Struggling to overcome those dismal poll numbers ahead of an election due sometime in the next nine months, Brown unveiled a string of new policies in his speech and attempted to put a distance between Labour and the Conservatives. He proposed free childcare for low income families, extra measures to tackle anti-social behavior and crime, and a law on bankers' bonuses and their performance.
"We will pass a new law to intervene on bankers' bonuses whenever they put the economy at risk and any director of any of our banks who is negligent will be disqualified from holding any such post," he promised.
He presented himself as a global leader during the financial crisis, and said the opposition Conservatives had been wrong on several issues during that time. Their policies, he said, would have left Britain in an even worse state that it currently is.

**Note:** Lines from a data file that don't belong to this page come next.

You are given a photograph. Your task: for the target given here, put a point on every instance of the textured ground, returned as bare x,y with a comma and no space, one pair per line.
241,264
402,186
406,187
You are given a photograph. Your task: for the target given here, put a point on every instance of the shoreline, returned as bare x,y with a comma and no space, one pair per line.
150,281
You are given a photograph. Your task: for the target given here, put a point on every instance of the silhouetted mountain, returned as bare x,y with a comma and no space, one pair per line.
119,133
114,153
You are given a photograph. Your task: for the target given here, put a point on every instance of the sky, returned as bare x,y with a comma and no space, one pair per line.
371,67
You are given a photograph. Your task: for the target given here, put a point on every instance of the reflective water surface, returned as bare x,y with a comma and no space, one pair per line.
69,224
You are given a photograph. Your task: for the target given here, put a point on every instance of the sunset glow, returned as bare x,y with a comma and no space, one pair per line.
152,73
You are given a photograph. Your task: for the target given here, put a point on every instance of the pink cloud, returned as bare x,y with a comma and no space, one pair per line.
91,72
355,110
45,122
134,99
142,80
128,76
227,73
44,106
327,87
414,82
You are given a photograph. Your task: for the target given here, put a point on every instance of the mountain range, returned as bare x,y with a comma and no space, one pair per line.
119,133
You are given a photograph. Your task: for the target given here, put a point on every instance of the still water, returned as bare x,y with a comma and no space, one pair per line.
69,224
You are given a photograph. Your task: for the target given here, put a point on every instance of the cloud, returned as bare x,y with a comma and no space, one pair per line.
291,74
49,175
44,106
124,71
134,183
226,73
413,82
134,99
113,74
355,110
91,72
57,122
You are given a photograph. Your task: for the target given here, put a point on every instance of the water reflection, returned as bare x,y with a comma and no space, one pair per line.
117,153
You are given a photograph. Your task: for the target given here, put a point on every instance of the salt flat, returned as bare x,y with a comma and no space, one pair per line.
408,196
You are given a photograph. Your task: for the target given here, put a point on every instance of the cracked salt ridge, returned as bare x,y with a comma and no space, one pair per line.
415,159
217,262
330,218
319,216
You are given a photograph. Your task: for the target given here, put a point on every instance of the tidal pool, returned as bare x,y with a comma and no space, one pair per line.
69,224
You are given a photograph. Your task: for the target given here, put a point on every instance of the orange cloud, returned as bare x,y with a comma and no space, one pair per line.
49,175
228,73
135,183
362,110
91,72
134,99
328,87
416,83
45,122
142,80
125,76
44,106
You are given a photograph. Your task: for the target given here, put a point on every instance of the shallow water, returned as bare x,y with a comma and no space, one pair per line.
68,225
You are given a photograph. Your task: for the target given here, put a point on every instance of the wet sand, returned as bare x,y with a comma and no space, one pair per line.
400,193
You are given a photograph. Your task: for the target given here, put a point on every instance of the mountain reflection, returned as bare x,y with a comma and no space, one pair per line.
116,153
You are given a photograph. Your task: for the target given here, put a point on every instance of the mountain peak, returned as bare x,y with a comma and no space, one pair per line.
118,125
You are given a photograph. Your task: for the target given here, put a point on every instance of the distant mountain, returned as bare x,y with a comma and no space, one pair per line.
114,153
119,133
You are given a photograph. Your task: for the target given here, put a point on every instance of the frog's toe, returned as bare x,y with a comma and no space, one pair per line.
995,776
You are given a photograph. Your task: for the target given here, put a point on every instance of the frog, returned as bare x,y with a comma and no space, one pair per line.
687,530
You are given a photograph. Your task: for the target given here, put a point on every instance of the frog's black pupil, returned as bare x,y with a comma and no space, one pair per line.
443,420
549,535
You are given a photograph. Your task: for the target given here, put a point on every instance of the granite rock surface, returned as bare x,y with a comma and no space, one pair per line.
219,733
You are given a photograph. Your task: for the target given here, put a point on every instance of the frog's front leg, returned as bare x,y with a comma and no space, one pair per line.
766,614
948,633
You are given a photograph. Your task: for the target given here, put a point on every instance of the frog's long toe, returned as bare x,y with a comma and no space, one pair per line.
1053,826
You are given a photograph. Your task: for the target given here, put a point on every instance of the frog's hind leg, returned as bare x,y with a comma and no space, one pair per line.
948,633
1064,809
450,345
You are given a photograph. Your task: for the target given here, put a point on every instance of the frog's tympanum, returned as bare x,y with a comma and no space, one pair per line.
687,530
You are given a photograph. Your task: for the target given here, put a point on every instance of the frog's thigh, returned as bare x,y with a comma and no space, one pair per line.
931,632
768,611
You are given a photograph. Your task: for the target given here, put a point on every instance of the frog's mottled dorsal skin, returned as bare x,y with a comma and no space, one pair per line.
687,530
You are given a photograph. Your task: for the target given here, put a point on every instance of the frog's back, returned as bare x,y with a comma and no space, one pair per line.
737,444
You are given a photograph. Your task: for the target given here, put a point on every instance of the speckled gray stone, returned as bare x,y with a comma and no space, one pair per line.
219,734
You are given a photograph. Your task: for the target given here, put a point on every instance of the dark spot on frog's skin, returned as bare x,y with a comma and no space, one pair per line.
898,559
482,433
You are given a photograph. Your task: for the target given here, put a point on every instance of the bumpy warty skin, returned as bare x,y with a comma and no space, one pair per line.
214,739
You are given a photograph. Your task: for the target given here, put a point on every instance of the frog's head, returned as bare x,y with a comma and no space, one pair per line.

"They made the wrong choice on Northern Rock," he said, referring to the bank that was an early victim of the financial crisis, "the wrong choice on jobs and spending, the wrong choice on mortgage support, the wrong choice on working with Europe. The only thing about their policy that is consistent is that they are consistently wrong," he said.
Despite these confident claims, there have been calls from within his own party for him to stand aside, with some detractors saying that the only chance Labour has of winning the next general election is with a different candidate. Brown responded to the critics, promising repeatedly to fight.
He said he would, "not bow out, not walk away, not give in, not give up, but fight, fight to win for Britain."
A new strategy
One attendee who clearly fell into in the supporter camp was Sarah Brown, the prime minister's wife. She introduced Brown, saying he had a job she wouldn't want. "But each day I'm thankful that he's the one who has it," she continued, "that he's the one choosing the policies and making the calls."
Sarah Brown is quite popular in Britain, and Matt West, editor of the political website politics.co.uk, told Deutsche Welle he thought her inclusion was a tactical move by the party.
"She really reveals the man underneath the sort of veneer of the hard prime minister, that scary persona," he said. "They know she's an asset and they want to use her as such."